Chicora Elementary sits in scruffy North Charleston on a side road named -- ironically, given its potholes and the run-down homes nearby -- Success Street. North Charleston endures more than twice the rate of violent crime as neighboring Charleston, and 94 percent of Chicora students qualify for free or reduced-price lunches. Some 129 of the school's 416 students participate in WINGS for Kids, and the after-school program's waiting list here is still 20-plus names long. The neediest kids -- those with behavior problems, poor grades, or homes in such chaos that no adult is cooking them dinner at night or waking them in the morning -- get priority.

The week before my visit last winter, a 17-year-old boy from another school in North Charleston had been killed by a gunshot to the head, allegedly by another student, age 14. The daily counseling sessions that the shooter had been attending weren't enough to prevent his crime, which shows how incredibly important it is to teach coping skills to even our youngest children, says Charleston County School District Superintendent Nancy McGinley. "The earlier you start, the easier it is and the more ingrained it becomes in them."

That said, the lessons in the WINGS creed could probably benefit anyone. WINGS teacher Raymond Harris uses them to navigate problems with his girlfriend. Executive Director Bridget Laird says there's no doubt that they've made her a better parent. And the very idea of WINGS was born out of the emotional challenges in founder and CEO Ginny Deerin's own life.
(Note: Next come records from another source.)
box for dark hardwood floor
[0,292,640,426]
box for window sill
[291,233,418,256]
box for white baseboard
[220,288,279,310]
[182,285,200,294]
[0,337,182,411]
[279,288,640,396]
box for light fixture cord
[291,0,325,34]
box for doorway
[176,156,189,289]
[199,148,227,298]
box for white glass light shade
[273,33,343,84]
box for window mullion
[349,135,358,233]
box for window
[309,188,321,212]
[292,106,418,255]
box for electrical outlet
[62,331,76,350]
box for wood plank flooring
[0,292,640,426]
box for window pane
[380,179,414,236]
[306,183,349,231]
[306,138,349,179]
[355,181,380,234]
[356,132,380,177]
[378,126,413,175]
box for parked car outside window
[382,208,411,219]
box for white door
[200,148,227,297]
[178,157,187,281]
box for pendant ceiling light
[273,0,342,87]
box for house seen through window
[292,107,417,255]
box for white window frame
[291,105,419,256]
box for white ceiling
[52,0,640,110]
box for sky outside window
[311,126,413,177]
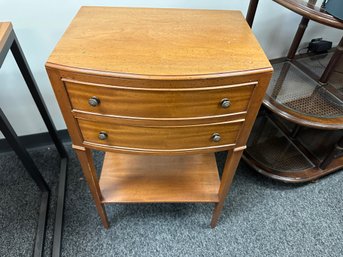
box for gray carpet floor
[0,144,343,257]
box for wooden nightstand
[46,7,272,227]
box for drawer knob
[220,98,231,109]
[88,96,100,107]
[98,131,108,140]
[212,133,222,142]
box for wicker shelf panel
[267,62,343,119]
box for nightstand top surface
[47,7,271,77]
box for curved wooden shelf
[242,153,343,183]
[263,61,343,130]
[263,96,343,130]
[243,116,343,183]
[273,0,343,29]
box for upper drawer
[65,81,257,118]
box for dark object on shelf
[0,22,68,257]
[243,0,343,183]
[308,38,332,54]
[323,0,343,20]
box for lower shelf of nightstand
[99,152,220,203]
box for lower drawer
[78,119,243,152]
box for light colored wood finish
[74,147,109,228]
[211,145,244,228]
[48,7,270,77]
[0,22,13,51]
[100,153,220,203]
[79,117,242,152]
[65,79,257,118]
[46,7,272,226]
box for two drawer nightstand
[46,7,272,227]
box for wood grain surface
[99,153,219,203]
[65,79,257,118]
[48,7,271,76]
[78,119,243,154]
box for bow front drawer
[78,118,244,152]
[65,81,257,118]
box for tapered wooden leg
[211,147,245,228]
[73,146,109,228]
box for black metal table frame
[0,25,68,257]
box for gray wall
[0,0,342,135]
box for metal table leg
[0,109,50,257]
[0,24,68,257]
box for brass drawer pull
[220,98,231,109]
[98,131,108,140]
[88,96,100,107]
[212,133,222,142]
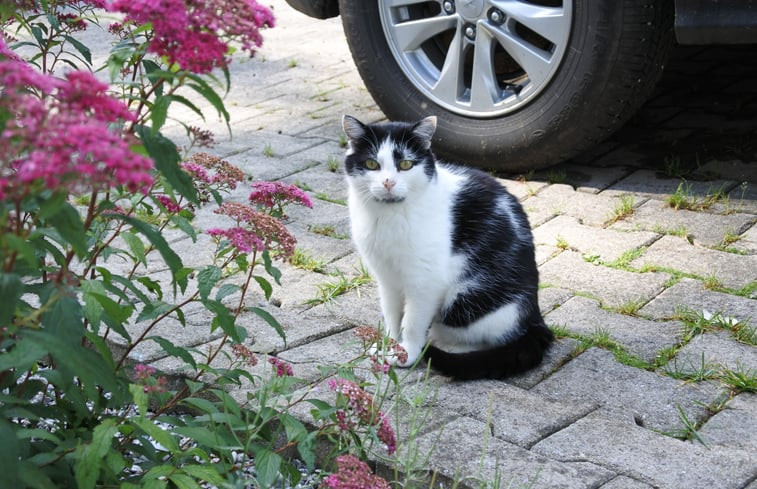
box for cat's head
[342,115,436,203]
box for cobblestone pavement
[133,0,757,489]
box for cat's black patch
[344,118,436,179]
[442,170,538,327]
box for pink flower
[268,357,294,377]
[328,378,397,455]
[321,455,389,489]
[108,0,274,73]
[206,227,265,253]
[0,52,153,200]
[249,178,313,213]
[155,195,181,214]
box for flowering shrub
[0,0,410,489]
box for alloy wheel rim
[379,0,572,118]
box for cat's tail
[425,318,554,380]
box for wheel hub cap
[379,0,573,119]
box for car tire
[339,0,673,171]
Deerin, a former marketing executive and professional fundraiser, was grappling with the end of a long-term relationship and facing a crossroads in her career. She walked out of a counseling appointment one day feeling thankful for the self-awareness she'd only just learned and thought, "Wouldn't it be great if you learned these things before you're even a teenager? Why wait until you're in your forties?"

With limited time and money, she decided to focus on children who might not have anyone else to teach them.